I have often heard it said that country music is to The US what folk music is to The UK. And whilst any country music found in the Old World is definitely the result of cross-Atlantic sonic appropriation, such a sentiment is to deny the rich and long-established American Folk Tradition. Which I have capitalised just to emphasis the point. And Jeremy Dion sits right at the Sharpe end of that sonic line. Gedit?
Sharpe and Dion is a gentle collection of lilting acoustic songs, some firmly in the folk tradition, others at least on nodding terms with Americana and bluegrass. But if you take the stance, as I do, that folk music is both a boundary-less musical category and that the music that springs for its creative well is the platform to which almost all music owes a debt of gratitude, then we need to talk no more about genres and the like.
There are playful, pop-infused songs such as Bernadette, deeper, emotive and more philosophical numbers such as Last Time to Question, funky and ornate songs that remind you of a newly solo Paul Simon, Concrete, and the sassy and singalong-able Blowin’ Smoke.

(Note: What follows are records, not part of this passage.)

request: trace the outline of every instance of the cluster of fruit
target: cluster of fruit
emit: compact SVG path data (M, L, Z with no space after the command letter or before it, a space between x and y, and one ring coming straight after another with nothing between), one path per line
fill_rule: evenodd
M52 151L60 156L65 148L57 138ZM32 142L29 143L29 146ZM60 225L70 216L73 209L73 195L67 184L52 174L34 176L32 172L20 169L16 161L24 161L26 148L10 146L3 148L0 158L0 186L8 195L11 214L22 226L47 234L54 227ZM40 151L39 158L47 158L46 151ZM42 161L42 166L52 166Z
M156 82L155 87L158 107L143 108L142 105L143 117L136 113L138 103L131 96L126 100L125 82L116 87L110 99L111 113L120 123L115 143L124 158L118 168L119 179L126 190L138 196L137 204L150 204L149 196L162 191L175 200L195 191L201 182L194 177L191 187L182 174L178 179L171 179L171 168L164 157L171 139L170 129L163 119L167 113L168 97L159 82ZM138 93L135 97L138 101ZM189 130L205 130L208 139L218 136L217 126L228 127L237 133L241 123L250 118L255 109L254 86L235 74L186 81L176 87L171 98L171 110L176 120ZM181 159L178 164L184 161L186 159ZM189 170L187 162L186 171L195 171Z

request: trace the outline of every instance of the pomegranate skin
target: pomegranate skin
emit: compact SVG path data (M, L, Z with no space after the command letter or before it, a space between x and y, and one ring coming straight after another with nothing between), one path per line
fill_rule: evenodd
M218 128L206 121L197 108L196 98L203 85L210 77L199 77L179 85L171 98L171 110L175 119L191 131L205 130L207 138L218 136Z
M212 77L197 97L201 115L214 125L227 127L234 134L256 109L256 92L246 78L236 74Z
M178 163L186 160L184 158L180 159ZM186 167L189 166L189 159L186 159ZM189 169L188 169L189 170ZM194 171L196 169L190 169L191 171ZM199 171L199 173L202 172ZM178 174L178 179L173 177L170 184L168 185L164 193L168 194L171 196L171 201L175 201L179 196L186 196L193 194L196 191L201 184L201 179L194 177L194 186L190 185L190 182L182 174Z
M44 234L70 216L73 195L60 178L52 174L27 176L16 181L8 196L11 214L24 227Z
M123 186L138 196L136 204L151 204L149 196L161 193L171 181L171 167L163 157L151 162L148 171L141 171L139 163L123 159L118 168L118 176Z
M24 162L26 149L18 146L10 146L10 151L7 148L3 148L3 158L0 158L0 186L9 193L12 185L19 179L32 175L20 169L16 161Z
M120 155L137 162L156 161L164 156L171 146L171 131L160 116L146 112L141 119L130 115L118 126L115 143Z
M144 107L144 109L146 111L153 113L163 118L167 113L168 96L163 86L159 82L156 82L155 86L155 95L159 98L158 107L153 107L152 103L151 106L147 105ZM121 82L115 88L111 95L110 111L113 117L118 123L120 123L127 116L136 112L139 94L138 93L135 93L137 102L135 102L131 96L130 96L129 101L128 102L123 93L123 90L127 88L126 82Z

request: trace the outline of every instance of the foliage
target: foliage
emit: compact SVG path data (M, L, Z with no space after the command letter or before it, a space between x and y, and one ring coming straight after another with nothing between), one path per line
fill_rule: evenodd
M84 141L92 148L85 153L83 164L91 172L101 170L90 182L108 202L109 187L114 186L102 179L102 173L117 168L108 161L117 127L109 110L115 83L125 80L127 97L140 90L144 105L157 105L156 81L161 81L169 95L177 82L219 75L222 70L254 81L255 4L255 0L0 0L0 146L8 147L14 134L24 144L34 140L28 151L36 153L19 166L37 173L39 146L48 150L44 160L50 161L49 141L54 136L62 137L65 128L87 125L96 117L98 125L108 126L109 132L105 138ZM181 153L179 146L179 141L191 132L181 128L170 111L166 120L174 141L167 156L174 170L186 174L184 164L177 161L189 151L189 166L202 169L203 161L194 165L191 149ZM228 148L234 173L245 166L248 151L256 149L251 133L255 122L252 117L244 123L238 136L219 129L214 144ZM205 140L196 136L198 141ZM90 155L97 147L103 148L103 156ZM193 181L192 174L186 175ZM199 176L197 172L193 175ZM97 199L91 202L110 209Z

If the image of folk music is a bearded guy in a cable knit sweater with a finger in his ear or strumming a 12-string guitar (after all, you can’t do both very effectively) singing Nova Scotian sea shanties to a room of pipe smoking, plaid shirted people called Brian, then you need this album to remind you that folk music can be as accessible, fun, honest and able to move with the times as any other genre, you just need to find the right artist. Jeremy Dion is the right artist.